Completed in 1932, the old Sanno actually had a very short life as a hotel. Located in Tokyo's Akasaka district within walking distance of the parliament and government offices, it was one of the city's very few Western style hotels. In its heyday in the thirties, the Sanno boasted one of the finest wine cellars in Asia, an impressive restaurant, huge banquets and Tokyo's first swimming pool. However, the hotel's biggest claim to fame was the fact that it housed Japan's very first indoor skating rink... in its basement!
The rink was installed by the hotel's first manager Yasushi Nakaya, who lived in Oregon for twelve years before returning to Japan to get in the hotel business. A November 15, 1983 article in the "Observer-Reporter" tells us that basement rink was "a popular attraction until the military confiscated the air compressor for scrap metal. A rusting ammonia tank for making ice is still there, next to the 'Gay '90s Room'." The venue played host to the Japanese Championships in 1933, which were won by Toshikazu Katayama.

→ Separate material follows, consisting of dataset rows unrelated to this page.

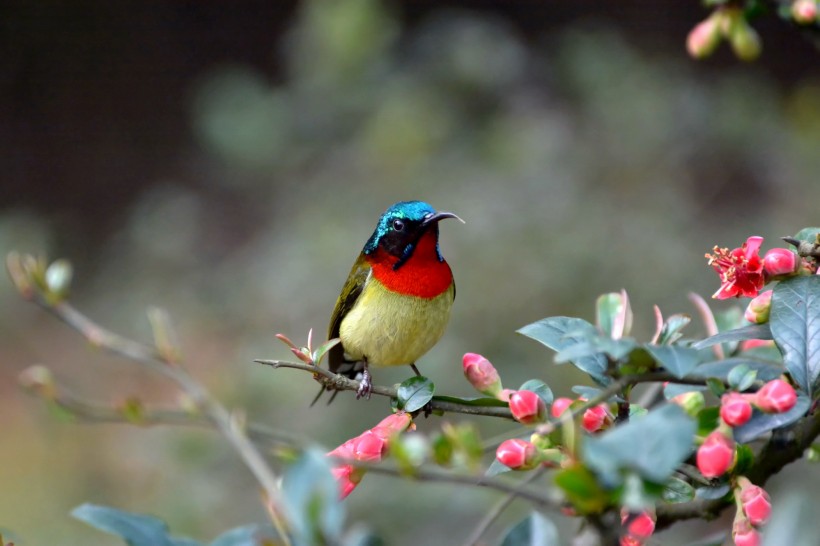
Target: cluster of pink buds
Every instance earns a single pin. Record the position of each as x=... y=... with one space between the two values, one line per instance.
x=754 y=508
x=637 y=528
x=776 y=396
x=743 y=272
x=370 y=446
x=804 y=12
x=594 y=419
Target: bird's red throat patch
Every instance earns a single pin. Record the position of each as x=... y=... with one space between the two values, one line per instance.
x=422 y=275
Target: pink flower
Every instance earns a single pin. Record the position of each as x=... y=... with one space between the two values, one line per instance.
x=735 y=409
x=638 y=530
x=481 y=374
x=716 y=455
x=744 y=534
x=559 y=406
x=740 y=270
x=757 y=312
x=776 y=396
x=780 y=262
x=595 y=418
x=527 y=407
x=757 y=504
x=517 y=454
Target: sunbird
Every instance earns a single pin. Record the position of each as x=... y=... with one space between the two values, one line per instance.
x=396 y=302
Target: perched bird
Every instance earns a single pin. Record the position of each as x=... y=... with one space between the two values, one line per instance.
x=396 y=302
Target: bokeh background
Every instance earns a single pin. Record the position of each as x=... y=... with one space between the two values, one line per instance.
x=227 y=161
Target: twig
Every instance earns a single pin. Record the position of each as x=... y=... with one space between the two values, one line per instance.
x=343 y=383
x=498 y=509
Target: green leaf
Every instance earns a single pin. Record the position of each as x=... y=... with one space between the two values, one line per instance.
x=676 y=490
x=540 y=388
x=652 y=446
x=247 y=535
x=795 y=324
x=754 y=331
x=761 y=423
x=741 y=377
x=314 y=510
x=135 y=529
x=671 y=330
x=558 y=333
x=534 y=530
x=678 y=361
x=582 y=489
x=414 y=393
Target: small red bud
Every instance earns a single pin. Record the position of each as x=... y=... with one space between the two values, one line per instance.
x=517 y=454
x=735 y=409
x=559 y=406
x=481 y=374
x=776 y=396
x=527 y=407
x=595 y=418
x=757 y=504
x=779 y=262
x=757 y=312
x=716 y=455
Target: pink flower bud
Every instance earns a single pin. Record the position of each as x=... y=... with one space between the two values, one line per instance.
x=527 y=407
x=744 y=534
x=776 y=396
x=757 y=504
x=638 y=530
x=481 y=374
x=780 y=262
x=735 y=409
x=517 y=454
x=804 y=11
x=559 y=406
x=704 y=38
x=691 y=402
x=716 y=455
x=595 y=418
x=757 y=312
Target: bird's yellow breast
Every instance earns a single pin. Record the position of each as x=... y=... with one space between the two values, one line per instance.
x=389 y=328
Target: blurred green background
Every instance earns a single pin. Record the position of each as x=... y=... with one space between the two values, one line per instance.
x=227 y=161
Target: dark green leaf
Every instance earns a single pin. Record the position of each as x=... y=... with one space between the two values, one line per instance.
x=676 y=490
x=414 y=393
x=712 y=493
x=497 y=468
x=248 y=535
x=534 y=530
x=652 y=446
x=314 y=510
x=678 y=361
x=795 y=324
x=754 y=331
x=760 y=423
x=135 y=529
x=558 y=333
x=741 y=377
x=540 y=388
x=766 y=370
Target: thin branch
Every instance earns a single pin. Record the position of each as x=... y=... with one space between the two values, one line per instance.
x=213 y=410
x=343 y=383
x=498 y=509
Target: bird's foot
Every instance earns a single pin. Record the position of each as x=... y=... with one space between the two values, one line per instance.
x=365 y=385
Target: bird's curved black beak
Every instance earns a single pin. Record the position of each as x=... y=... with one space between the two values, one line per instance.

In 1936, there was an incident known as the 'ni-ni-roku' or '2-26' where extremist young officers of the Imperial Army's garrison in Tokyo seized the Sanno and made it their command post in an attempt to overthrow the civilian government of Japan. These rebels killed Japan's finance minister, a former prime minister and a dozen other government leaders before surrendering three days later to Emperor Hirohito, who they had been revolting against in the first place. Wartime air raids burned down the hotel's wooden annex and the geisha house favoured by Japanese politicians next door. During World War II, it became a base for Japanese intelligence where radio propaganda programs (Tokyo Rose anyone?) were broadcast from Room 426. The hotel was gutted by Allied bombing and occupied by the U.S. military in 1945. After a two year clean-up process, it was turned into a hotel for officers, U.S. Embassy officials and their families.
Although the old Sanno shut its doors in the nineties taking the remains of Japan's first indoor ice rink with it, the U.S. Navy operates The New Sanno Hotel in Tokyo's Azabu residential area... so if you feel like taking a trek to Tokyo and learning a little more about the fascinating Sanno's place in skating history, you know where to go!